Дед достал из портфеля толстенную кипу листов и подвинул ее членам комиссии. Конструктор долго смотрел на листы, после чего передвинул стопку к капитану и продолжил:
— Это все хорошо, однако, неужели вы думаете, что министерство обороны возьмет на вооружение ваши часы, только из-за формул? Мы одну ракету не можем десять лет утвердить, а тут — протонная бомба! Мы не можем вам ничего гарантировать. Здесь нужна подробная проработка. Надо привлечь специалистов, ученых, перепроверить данные. На это уйдет уйма времени.
— Не надо ничего проверять, — отмахнулся дед, — Жмите и все. И они пожалеют, что с нами связались. Неужели так трудно? Все работает, я верно рассчитал!
— Хорошо, хорошо. Давайте сделаем так. Мы возьмем документы на изучение, а как только что-то решим, сразу же свяжемся с вами. Может быть, орден дадим.
— Да, орден, это да! — снова забилось сердце старика, — Я сорок два года в лаборатории провел! Я там такого напридумывал! Мы еще климатическое оружие доделаем!
— Тоже будет полезно.
В конце концов, конструктору удалось заболтать старика, вселить в него патриотичную надежду и выпроводить вон. Старик захватил с собой бомбу и грозился взорвать ее, если только кто «сунется». Захлопнулась дверь. Комиссия вздохнула с облегчением.
— Фух, — вздохнул конструктор, — Видели как я от этого идиота избавился? Сами сидите, ни бе, ни ме. Видно же, что он совсем спятил, а вы сидите и киваете, как будто так и надо.

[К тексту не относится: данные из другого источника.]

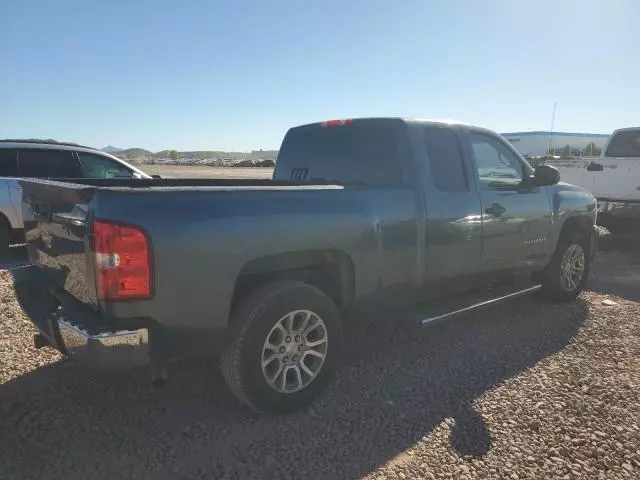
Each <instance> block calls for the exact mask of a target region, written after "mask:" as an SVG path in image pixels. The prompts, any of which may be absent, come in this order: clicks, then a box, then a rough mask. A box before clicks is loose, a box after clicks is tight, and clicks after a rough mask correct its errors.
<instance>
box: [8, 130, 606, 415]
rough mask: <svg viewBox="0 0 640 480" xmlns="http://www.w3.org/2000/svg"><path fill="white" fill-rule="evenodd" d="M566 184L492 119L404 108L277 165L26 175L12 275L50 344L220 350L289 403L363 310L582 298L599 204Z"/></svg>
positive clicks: (272, 400) (54, 345) (113, 351)
mask: <svg viewBox="0 0 640 480" xmlns="http://www.w3.org/2000/svg"><path fill="white" fill-rule="evenodd" d="M559 180H560V179H559V174H558V171H557V170H555V169H554V168H552V167H549V166H540V167H537V168H536V169H535V170H534V169H533V168H532V167H531V166H529V164H528V163H527V162H526V161H525V160H524V159H523V158H522V157H521V156H520V155H519V153H518V152H517V151H516V150H514V148H513V147H512V146H511V145H510V144H509V143H508V142H506V141H505V140H504V139H503V138H502V137H501V136H499V135H497V134H496V133H493V132H491V131H489V130H486V129H484V128H479V127H476V126H471V125H464V124H458V123H446V122H433V121H422V120H410V119H400V118H363V119H347V120H331V121H327V122H321V123H314V124H310V125H304V126H300V127H295V128H292V129H291V130H289V132H288V133H287V134H286V136H285V138H284V141H283V143H282V147H281V149H280V153H279V156H278V159H277V162H276V167H275V171H274V174H273V179H272V180H189V179H137V180H126V179H104V180H79V181H77V182H75V181H74V183H65V182H56V181H46V180H22V181H21V183H22V189H23V195H22V202H23V210H24V212H25V218H33V221H30V222H29V223H28V224H25V236H26V240H27V248H28V252H29V257H30V259H31V262H32V264H33V266H32V267H30V268H28V269H23V270H24V271H22V272H21V275H22V277H23V278H22V279H21V281H20V282H17V286H16V288H17V289H19V291H22V292H23V294H21V295H20V298H21V302H22V304H23V308H24V309H25V311H26V312H27V313H28V314H29V315H30V316H31V318H32V320H33V322H34V323H35V324H36V326H37V327H38V328H39V331H40V333H39V334H38V335H37V336H36V346H43V345H51V346H54V347H55V348H57V349H59V350H60V351H61V352H62V353H64V354H66V355H69V356H70V357H72V358H74V359H76V360H78V361H80V362H83V363H85V364H87V365H89V366H93V367H98V368H118V367H130V366H142V365H147V364H151V365H152V366H153V367H154V369H155V371H156V372H157V373H156V376H157V377H158V379H163V378H164V374H163V365H164V364H165V363H166V361H167V360H168V359H171V358H174V357H181V356H187V355H198V356H200V355H203V354H219V355H220V361H221V368H222V371H223V372H224V377H225V379H226V382H227V383H228V385H229V387H230V389H231V390H232V391H233V393H235V395H237V397H238V398H239V399H240V400H242V401H243V402H244V403H246V404H247V405H249V406H250V407H253V408H254V409H256V410H262V411H274V412H286V411H292V410H296V409H299V408H302V407H303V406H305V405H307V404H308V403H309V402H311V401H312V399H313V398H314V397H315V396H316V395H317V394H318V393H319V392H320V391H321V390H322V389H323V388H324V387H325V386H326V385H327V383H328V382H329V380H330V378H331V375H332V373H333V372H334V371H335V369H336V368H337V367H339V365H340V361H341V356H340V352H341V349H342V343H343V338H342V329H343V326H344V325H345V323H346V322H351V321H357V319H358V318H359V317H360V316H361V315H362V314H368V315H371V314H372V312H375V311H380V309H383V308H385V309H407V308H413V306H414V305H418V304H421V305H423V306H424V305H426V306H427V307H428V308H430V309H431V310H429V311H428V312H427V313H423V316H422V317H420V318H419V320H418V323H419V324H422V325H428V324H431V323H433V322H435V321H440V320H445V319H447V318H450V317H452V316H454V315H457V314H460V313H462V312H467V311H469V310H473V309H475V308H480V307H482V306H485V305H489V304H492V303H496V302H499V301H502V300H506V299H510V298H513V297H516V296H518V295H522V294H526V293H531V292H535V291H540V292H541V293H542V294H543V295H544V296H545V297H547V298H550V299H553V300H560V301H570V300H573V299H574V298H575V297H576V295H578V293H579V292H580V291H581V290H582V288H583V286H584V284H585V281H586V279H587V274H588V272H589V264H590V261H591V258H592V255H593V252H594V251H595V244H596V234H595V228H594V224H595V220H596V201H595V199H594V197H593V196H592V195H591V194H589V193H588V192H587V191H585V190H584V189H582V188H579V187H575V186H572V185H568V184H565V183H561V182H559ZM20 289H22V290H20ZM420 311H421V312H425V310H424V309H422V310H420ZM429 312H430V313H429Z"/></svg>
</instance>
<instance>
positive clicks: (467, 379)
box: [0, 238, 640, 479]
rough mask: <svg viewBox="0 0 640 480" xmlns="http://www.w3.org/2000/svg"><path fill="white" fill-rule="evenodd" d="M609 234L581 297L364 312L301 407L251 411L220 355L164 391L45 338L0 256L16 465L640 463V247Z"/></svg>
mask: <svg viewBox="0 0 640 480" xmlns="http://www.w3.org/2000/svg"><path fill="white" fill-rule="evenodd" d="M604 243H605V244H604V245H603V247H605V249H607V250H610V251H605V252H603V253H601V254H600V255H599V258H598V260H597V262H596V264H595V265H594V273H593V275H592V277H591V279H590V282H589V285H588V291H586V292H585V293H584V294H583V295H582V296H581V297H580V298H579V300H578V301H576V302H574V303H571V304H564V305H552V304H546V303H543V302H541V301H540V300H538V299H536V298H534V297H530V298H523V299H519V300H516V301H513V302H511V303H508V304H504V305H501V306H497V307H495V308H492V309H490V310H487V311H485V312H482V313H475V314H472V315H469V316H467V317H464V318H459V319H456V320H452V321H450V322H448V323H445V324H440V325H436V326H434V327H431V328H428V329H424V330H416V329H414V328H413V327H411V326H409V324H406V326H404V325H405V324H403V327H402V328H400V329H398V330H396V331H391V330H389V329H385V328H379V326H377V325H373V326H372V325H363V326H360V327H353V328H351V329H350V331H349V332H348V335H347V337H348V341H350V342H351V345H353V347H352V348H351V349H350V350H349V351H347V353H346V356H345V365H344V366H343V368H342V369H341V370H340V373H339V375H338V378H337V381H336V382H335V383H334V385H333V387H332V388H331V389H330V391H329V392H328V393H327V394H326V395H324V396H323V397H322V398H320V399H319V400H318V401H317V402H316V403H315V404H314V405H313V407H311V408H309V409H308V410H307V411H305V412H302V413H298V414H293V415H288V416H270V415H253V414H250V413H249V412H247V411H246V410H244V409H243V408H242V407H241V406H240V405H239V404H238V403H237V402H236V401H235V399H234V398H233V397H232V396H231V394H230V393H229V392H228V391H227V390H226V388H225V387H224V384H223V381H222V378H221V375H220V374H219V372H218V370H217V368H216V366H215V363H214V362H213V361H210V360H202V361H195V360H190V361H182V362H177V363H175V364H173V365H172V366H171V371H170V375H171V379H170V382H169V383H168V384H167V386H166V387H165V388H164V389H163V390H159V391H156V390H152V389H151V388H150V387H149V384H148V377H147V373H146V372H145V371H139V372H123V373H117V374H106V375H105V374H102V375H100V374H96V373H92V372H90V371H87V370H86V369H84V368H81V367H79V366H77V365H75V364H73V363H72V362H62V361H60V357H59V356H58V355H57V354H56V353H54V352H53V351H52V350H50V349H43V350H40V351H37V350H35V349H34V348H33V347H32V345H31V334H32V332H33V329H32V328H31V326H30V324H29V323H28V321H27V320H26V319H25V318H24V316H23V315H22V313H21V312H20V310H19V307H18V305H17V303H16V301H15V298H14V295H13V290H12V285H11V277H10V275H9V273H7V272H0V302H1V303H0V309H1V310H0V419H1V423H0V478H2V479H5V478H16V479H25V478H47V479H57V478H61V479H62V478H64V479H70V478H81V479H86V478H92V479H94V478H95V479H98V478H123V479H124V478H137V479H140V478H149V479H164V478H217V479H226V478H228V479H231V478H241V479H244V478H273V479H275V478H292V479H293V478H296V479H298V478H305V479H315V478H327V479H338V478H340V479H341V478H348V479H351V478H362V477H364V478H369V479H383V478H386V479H412V478H426V479H434V478H437V479H441V478H442V479H444V478H451V479H474V478H496V479H503V478H505V479H525V478H530V479H541V478H564V479H578V478H579V479H592V478H594V479H597V478H610V479H617V478H628V479H636V478H640V394H639V388H640V323H639V320H638V319H639V317H640V305H639V304H638V303H637V302H638V301H640V253H636V252H634V250H633V247H635V245H637V239H636V240H633V241H630V242H626V243H625V242H622V243H618V244H616V243H615V241H612V240H611V239H610V238H609V239H608V240H607V241H606V242H604ZM612 248H614V249H613V250H611V249H612ZM18 260H19V259H18ZM603 302H604V303H603ZM607 303H609V305H608V304H607ZM374 327H375V328H374ZM371 332H375V333H371Z"/></svg>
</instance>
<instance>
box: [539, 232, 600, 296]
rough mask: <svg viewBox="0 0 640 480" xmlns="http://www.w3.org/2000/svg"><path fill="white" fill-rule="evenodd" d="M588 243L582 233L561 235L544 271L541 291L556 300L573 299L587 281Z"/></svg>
mask: <svg viewBox="0 0 640 480" xmlns="http://www.w3.org/2000/svg"><path fill="white" fill-rule="evenodd" d="M589 247H590V245H589V242H588V240H587V239H586V237H585V236H584V235H579V234H577V233H575V234H574V233H571V234H566V235H563V236H562V237H561V238H560V241H559V242H558V247H557V248H556V251H555V253H554V254H553V257H551V261H550V262H549V265H547V268H546V269H545V272H544V278H543V282H542V291H543V293H544V294H545V296H546V297H547V298H549V299H551V300H556V301H564V302H567V301H571V300H573V299H575V298H576V297H577V296H578V295H579V294H580V292H581V291H582V289H583V288H584V284H585V282H586V281H587V276H588V274H589V267H590V260H591V257H590V255H589V253H588V252H589V251H590V248H589Z"/></svg>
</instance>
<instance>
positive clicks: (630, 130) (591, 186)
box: [589, 129, 640, 201]
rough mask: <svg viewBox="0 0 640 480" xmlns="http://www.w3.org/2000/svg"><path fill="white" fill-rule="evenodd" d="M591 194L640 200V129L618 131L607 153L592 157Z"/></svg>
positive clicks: (612, 137)
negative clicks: (592, 160) (602, 155)
mask: <svg viewBox="0 0 640 480" xmlns="http://www.w3.org/2000/svg"><path fill="white" fill-rule="evenodd" d="M589 176H590V177H592V186H591V188H590V190H591V191H592V193H593V194H594V195H595V196H596V197H598V198H603V199H611V200H621V201H639V200H640V129H625V130H620V131H617V132H615V133H614V134H613V135H612V136H611V140H609V143H608V144H607V147H606V149H605V151H604V155H603V157H601V158H595V159H593V162H592V164H591V167H590V172H589Z"/></svg>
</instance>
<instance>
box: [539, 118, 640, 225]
mask: <svg viewBox="0 0 640 480" xmlns="http://www.w3.org/2000/svg"><path fill="white" fill-rule="evenodd" d="M546 163H547V164H548V165H552V166H554V167H556V168H557V169H558V170H559V171H560V178H561V180H562V181H563V182H567V183H571V184H573V185H579V186H581V187H584V188H586V189H587V190H589V191H590V192H591V193H592V194H593V195H594V196H595V197H596V199H597V200H598V207H599V210H600V213H599V221H598V223H599V224H601V225H603V226H605V227H608V228H609V230H612V231H613V230H623V229H626V228H627V227H629V226H630V225H631V224H632V223H633V220H634V219H635V220H637V219H640V127H630V128H621V129H618V130H616V131H614V132H613V133H612V134H611V136H610V137H609V140H607V143H606V145H605V147H604V149H603V151H602V155H601V156H599V157H578V158H571V159H565V158H560V159H554V160H548V161H547V162H546Z"/></svg>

Капитан РВСН неожиданно помрачнел. Он вдруг понял, что его служба обессмыслилась еще сильнее, чем прежде. Он и раньше не верил в эту войну с ракетами и тактическими ядерными боеголовками, а теперь еще и это. Как же гнусно, что люди сражаются и гибнут с обеих сторон, а заканчивается все ходом старого лысого хрена с домашней бомбой.
— И как бы мы с его часами на парад вышли? — подал голос жирный чинуша, — Это еще хорошо у нас настоящие ракеты есть. Сатана чего стоит!
— Да, это просто прекрасно, — меланхолично сказал капитан РВСН и перевел взгляд на листву за окном.
Еще один бессмысленный день. Еще одно бредовое письмо. А ведь их уже некуда складывать.